If have a question about section 3.1 in the paper Kramers' law: Validity, derivations and generalisations by Nils Berglund. (See http://arxiv.org/abs/1106.5799 page 7 - 9)
On page 8 it says, that the expected first-hitting time $w_A(x)=E^x\{\tau_A\}$ of $A$ can be achieved for a double well potential $V$ by solving:
$$ L w_A(x)=-1 \qquad x \in A^c \\
w_A(x)=0 \qquad x\in A $$
with L being the infinitesimal generator of the diffusion of the form $dx_t=-\nabla V(x_t)dt+\sqrt{2 \epsilon}dW_t$.

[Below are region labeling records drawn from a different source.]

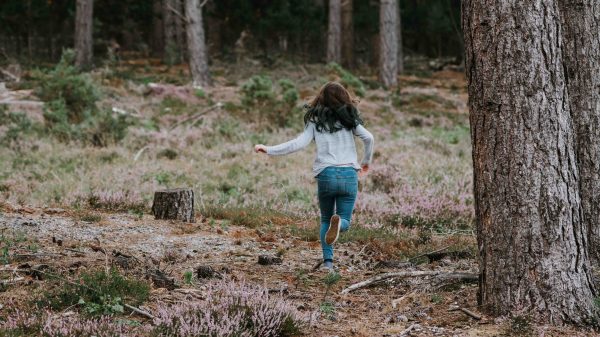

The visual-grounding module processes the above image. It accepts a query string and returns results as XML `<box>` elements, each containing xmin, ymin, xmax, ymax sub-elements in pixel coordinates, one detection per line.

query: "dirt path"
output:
<box><xmin>0</xmin><ymin>209</ymin><xmax>596</xmax><ymax>336</ymax></box>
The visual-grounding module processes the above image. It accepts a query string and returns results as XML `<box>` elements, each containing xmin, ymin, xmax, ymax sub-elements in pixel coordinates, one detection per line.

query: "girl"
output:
<box><xmin>254</xmin><ymin>82</ymin><xmax>373</xmax><ymax>271</ymax></box>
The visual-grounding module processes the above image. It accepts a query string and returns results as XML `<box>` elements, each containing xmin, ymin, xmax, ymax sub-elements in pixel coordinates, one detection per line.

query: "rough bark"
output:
<box><xmin>396</xmin><ymin>0</ymin><xmax>404</xmax><ymax>74</ymax></box>
<box><xmin>185</xmin><ymin>0</ymin><xmax>210</xmax><ymax>87</ymax></box>
<box><xmin>150</xmin><ymin>0</ymin><xmax>165</xmax><ymax>56</ymax></box>
<box><xmin>558</xmin><ymin>0</ymin><xmax>600</xmax><ymax>265</ymax></box>
<box><xmin>163</xmin><ymin>0</ymin><xmax>184</xmax><ymax>64</ymax></box>
<box><xmin>327</xmin><ymin>0</ymin><xmax>342</xmax><ymax>63</ymax></box>
<box><xmin>379</xmin><ymin>0</ymin><xmax>398</xmax><ymax>87</ymax></box>
<box><xmin>462</xmin><ymin>0</ymin><xmax>595</xmax><ymax>324</ymax></box>
<box><xmin>75</xmin><ymin>0</ymin><xmax>94</xmax><ymax>68</ymax></box>
<box><xmin>152</xmin><ymin>188</ymin><xmax>195</xmax><ymax>222</ymax></box>
<box><xmin>342</xmin><ymin>0</ymin><xmax>354</xmax><ymax>68</ymax></box>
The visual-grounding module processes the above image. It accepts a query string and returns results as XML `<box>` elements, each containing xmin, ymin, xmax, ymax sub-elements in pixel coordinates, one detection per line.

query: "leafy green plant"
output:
<box><xmin>36</xmin><ymin>50</ymin><xmax>134</xmax><ymax>146</ymax></box>
<box><xmin>0</xmin><ymin>105</ymin><xmax>40</xmax><ymax>144</ymax></box>
<box><xmin>38</xmin><ymin>269</ymin><xmax>150</xmax><ymax>315</ymax></box>
<box><xmin>323</xmin><ymin>271</ymin><xmax>342</xmax><ymax>301</ymax></box>
<box><xmin>319</xmin><ymin>301</ymin><xmax>335</xmax><ymax>319</ymax></box>
<box><xmin>183</xmin><ymin>270</ymin><xmax>194</xmax><ymax>284</ymax></box>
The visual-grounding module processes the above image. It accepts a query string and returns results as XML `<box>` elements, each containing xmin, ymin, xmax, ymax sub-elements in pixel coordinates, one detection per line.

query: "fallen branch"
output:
<box><xmin>169</xmin><ymin>102</ymin><xmax>223</xmax><ymax>131</ymax></box>
<box><xmin>408</xmin><ymin>246</ymin><xmax>450</xmax><ymax>261</ymax></box>
<box><xmin>123</xmin><ymin>303</ymin><xmax>155</xmax><ymax>319</ymax></box>
<box><xmin>342</xmin><ymin>271</ymin><xmax>477</xmax><ymax>294</ymax></box>
<box><xmin>12</xmin><ymin>269</ymin><xmax>155</xmax><ymax>319</ymax></box>
<box><xmin>460</xmin><ymin>308</ymin><xmax>481</xmax><ymax>321</ymax></box>
<box><xmin>400</xmin><ymin>323</ymin><xmax>419</xmax><ymax>337</ymax></box>
<box><xmin>0</xmin><ymin>277</ymin><xmax>25</xmax><ymax>286</ymax></box>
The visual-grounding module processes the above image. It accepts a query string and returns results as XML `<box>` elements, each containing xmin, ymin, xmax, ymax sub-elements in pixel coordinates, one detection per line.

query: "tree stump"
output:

On Page 9 is the one-dimensional case considered with $(Lu)(x)=\epsilon u''(x)-V'(x)u'(x)$ and $A=(-\infty,a)$, $B=(b,\infty)$ for some $a<b$ and $x \in (a,b)$. And the solution is given by
$$ w_A(x)=\frac{1}{\epsilon} \int^x_a \int^{\infty}_z e^{[V(z)-V(y)]/\epsilon} dy \, dz $$
I don't know how to solve the problem to get the solution $w_A(x)$ for the one-dimensional case.
I hope someone can help me. Thanks in advance!
You just use an integrating factor to solve for $u'$ and then integrate.